A FastAPI app (main.py) accepts a dataset ZIP upload and a model name. It uploads the ZIP to GCS and submits a managed training job (Vertex AI CustomContainerTrainingJob) which runs the trainer inside a container.
The trainer code is in container_image/ and is designed to run inside the training container. It downloads the dataset from GCS, extracts it, runs training using Ultralytics YOLOv8, exports to ONNX and attempts ONNX quantization, then uploads artifacts back to GCS.
Environment variables
BUCKET_NAME - GCS bucket used to store datasets and artifacts
PROJECT_ID - GCP project id
REGION - GCP region for Vertex AI
VERTEXT_CONTAINER_URI - Container image URI to use for Vertex AI training job
How to train a model with a post request
POST /train_yolo with form-data: dataset (file), model (string), optional epochs and batch, user_id.

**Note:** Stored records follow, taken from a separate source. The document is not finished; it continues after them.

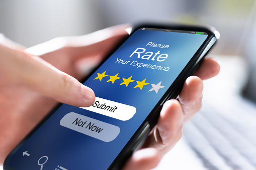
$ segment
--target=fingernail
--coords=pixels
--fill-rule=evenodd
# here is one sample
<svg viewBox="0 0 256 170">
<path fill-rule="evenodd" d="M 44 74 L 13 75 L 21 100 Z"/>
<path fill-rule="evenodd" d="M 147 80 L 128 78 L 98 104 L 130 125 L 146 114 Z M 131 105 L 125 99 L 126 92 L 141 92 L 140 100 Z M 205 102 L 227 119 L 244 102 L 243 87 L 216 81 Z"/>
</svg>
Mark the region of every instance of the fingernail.
<svg viewBox="0 0 256 170">
<path fill-rule="evenodd" d="M 92 89 L 81 84 L 82 96 L 88 106 L 92 105 L 95 100 L 95 94 Z"/>
</svg>

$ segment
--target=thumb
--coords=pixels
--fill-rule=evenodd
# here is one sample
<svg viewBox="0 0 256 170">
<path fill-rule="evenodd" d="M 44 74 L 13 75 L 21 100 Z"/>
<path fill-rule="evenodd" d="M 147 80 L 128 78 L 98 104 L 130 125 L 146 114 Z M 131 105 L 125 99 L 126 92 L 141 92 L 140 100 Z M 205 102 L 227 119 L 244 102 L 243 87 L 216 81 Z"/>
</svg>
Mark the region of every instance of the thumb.
<svg viewBox="0 0 256 170">
<path fill-rule="evenodd" d="M 93 104 L 95 96 L 91 89 L 40 57 L 2 45 L 0 51 L 0 77 L 6 83 L 22 85 L 76 106 Z"/>
</svg>

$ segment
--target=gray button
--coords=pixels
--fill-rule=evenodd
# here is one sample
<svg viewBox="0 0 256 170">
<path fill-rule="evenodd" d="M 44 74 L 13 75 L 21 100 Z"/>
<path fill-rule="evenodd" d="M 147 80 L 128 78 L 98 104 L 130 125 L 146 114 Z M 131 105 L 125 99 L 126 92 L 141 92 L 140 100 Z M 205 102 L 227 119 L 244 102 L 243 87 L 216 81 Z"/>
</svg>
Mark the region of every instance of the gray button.
<svg viewBox="0 0 256 170">
<path fill-rule="evenodd" d="M 120 132 L 118 126 L 74 112 L 64 116 L 60 124 L 62 126 L 105 142 L 113 140 Z"/>
</svg>

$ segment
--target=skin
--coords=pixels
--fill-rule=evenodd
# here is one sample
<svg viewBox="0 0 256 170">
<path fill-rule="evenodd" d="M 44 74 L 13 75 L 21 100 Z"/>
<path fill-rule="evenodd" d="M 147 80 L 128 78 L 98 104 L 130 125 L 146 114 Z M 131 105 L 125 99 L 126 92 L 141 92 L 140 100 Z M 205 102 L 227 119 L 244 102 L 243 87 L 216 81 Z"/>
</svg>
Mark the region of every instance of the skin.
<svg viewBox="0 0 256 170">
<path fill-rule="evenodd" d="M 128 26 L 58 38 L 29 49 L 0 36 L 0 164 L 57 102 L 80 107 L 93 103 L 93 90 L 77 80 L 86 74 L 83 67 L 98 64 L 127 36 Z M 156 126 L 123 169 L 149 169 L 158 163 L 181 137 L 183 123 L 200 108 L 202 80 L 219 70 L 214 59 L 204 60 L 186 81 L 179 101 L 164 104 Z"/>
</svg>

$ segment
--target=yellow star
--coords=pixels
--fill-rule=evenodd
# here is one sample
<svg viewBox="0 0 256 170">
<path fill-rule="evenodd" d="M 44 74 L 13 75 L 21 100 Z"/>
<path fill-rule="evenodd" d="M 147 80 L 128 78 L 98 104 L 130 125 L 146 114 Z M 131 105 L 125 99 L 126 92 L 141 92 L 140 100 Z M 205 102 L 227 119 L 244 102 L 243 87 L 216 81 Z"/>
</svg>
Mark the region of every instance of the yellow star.
<svg viewBox="0 0 256 170">
<path fill-rule="evenodd" d="M 119 86 L 120 85 L 125 84 L 126 87 L 127 87 L 129 83 L 132 82 L 133 81 L 134 81 L 134 80 L 131 80 L 131 79 L 132 78 L 132 76 L 131 76 L 128 79 L 123 79 L 123 80 L 124 81 L 124 82 L 123 83 L 121 83 L 120 84 L 119 84 Z"/>
<path fill-rule="evenodd" d="M 118 75 L 118 74 L 119 74 L 119 73 L 117 73 L 117 74 L 116 74 L 115 75 L 115 76 L 109 76 L 109 77 L 110 77 L 110 79 L 109 80 L 107 81 L 106 82 L 108 82 L 109 81 L 111 81 L 112 82 L 112 84 L 114 84 L 114 82 L 115 82 L 115 81 L 116 80 L 121 79 L 121 78 L 117 77 L 117 76 Z"/>
<path fill-rule="evenodd" d="M 149 84 L 149 83 L 145 82 L 146 81 L 146 79 L 144 79 L 143 81 L 136 81 L 137 85 L 135 87 L 133 87 L 133 88 L 136 88 L 136 87 L 139 87 L 139 88 L 141 90 L 142 90 L 142 88 L 144 86 Z"/>
<path fill-rule="evenodd" d="M 106 76 L 108 76 L 107 75 L 106 75 L 105 73 L 106 73 L 106 72 L 107 71 L 105 71 L 103 73 L 97 73 L 98 74 L 98 77 L 96 77 L 96 78 L 95 78 L 94 80 L 95 80 L 95 79 L 100 79 L 100 81 L 101 81 L 101 80 L 102 79 L 102 78 L 104 77 L 106 77 Z"/>
</svg>

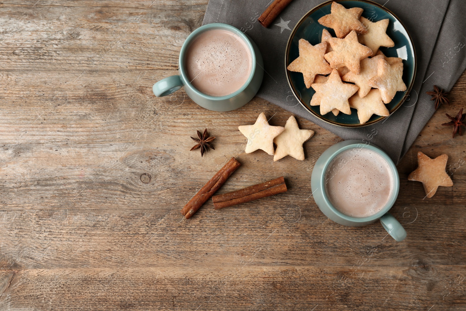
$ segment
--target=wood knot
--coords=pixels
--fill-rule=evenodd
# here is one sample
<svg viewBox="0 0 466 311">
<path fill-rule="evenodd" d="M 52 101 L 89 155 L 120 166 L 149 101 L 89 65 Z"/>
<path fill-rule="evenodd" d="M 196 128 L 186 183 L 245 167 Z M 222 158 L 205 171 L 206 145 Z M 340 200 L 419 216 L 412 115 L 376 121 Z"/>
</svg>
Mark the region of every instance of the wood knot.
<svg viewBox="0 0 466 311">
<path fill-rule="evenodd" d="M 144 184 L 148 184 L 151 182 L 151 175 L 146 173 L 144 173 L 141 175 L 141 181 Z"/>
</svg>

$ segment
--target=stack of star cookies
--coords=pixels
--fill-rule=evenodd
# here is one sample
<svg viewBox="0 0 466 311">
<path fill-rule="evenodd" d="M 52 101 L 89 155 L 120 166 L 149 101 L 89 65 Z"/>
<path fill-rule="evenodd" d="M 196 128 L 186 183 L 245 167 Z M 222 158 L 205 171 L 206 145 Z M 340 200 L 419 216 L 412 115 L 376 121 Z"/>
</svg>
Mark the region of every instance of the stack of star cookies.
<svg viewBox="0 0 466 311">
<path fill-rule="evenodd" d="M 306 87 L 315 91 L 310 104 L 320 106 L 321 114 L 351 114 L 353 108 L 361 124 L 373 114 L 388 116 L 384 104 L 406 90 L 402 59 L 379 50 L 395 46 L 386 34 L 389 19 L 374 22 L 361 16 L 363 11 L 332 2 L 331 14 L 318 21 L 333 28 L 337 37 L 324 29 L 320 43 L 300 39 L 299 57 L 287 67 L 302 73 Z"/>
</svg>

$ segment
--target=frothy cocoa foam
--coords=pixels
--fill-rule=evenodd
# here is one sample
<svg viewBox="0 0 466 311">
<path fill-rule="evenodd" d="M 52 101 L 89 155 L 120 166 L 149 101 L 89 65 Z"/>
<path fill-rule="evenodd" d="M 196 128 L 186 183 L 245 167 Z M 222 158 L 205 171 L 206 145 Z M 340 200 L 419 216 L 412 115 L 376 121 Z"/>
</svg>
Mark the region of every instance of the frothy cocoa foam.
<svg viewBox="0 0 466 311">
<path fill-rule="evenodd" d="M 375 214 L 387 204 L 394 187 L 391 170 L 378 153 L 353 148 L 338 154 L 325 176 L 325 191 L 332 204 L 356 217 Z"/>
<path fill-rule="evenodd" d="M 249 48 L 238 35 L 211 29 L 196 37 L 185 56 L 186 74 L 198 90 L 211 96 L 225 96 L 239 90 L 249 78 L 252 59 Z"/>
</svg>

The API uploads the ZIP to gs://{BUCKET_NAME}/{user_id}/{model}.zip and calls gcs_util.submit_training_job(...)
Vertex AI launches the container. The container runs the trainer script. Then the trainer downloads the ZIP, extracts, trains, exports ONNX, quantizes, and uploads artifacts back to gs://{BUCKET_NAME}/{user_id}/{model}/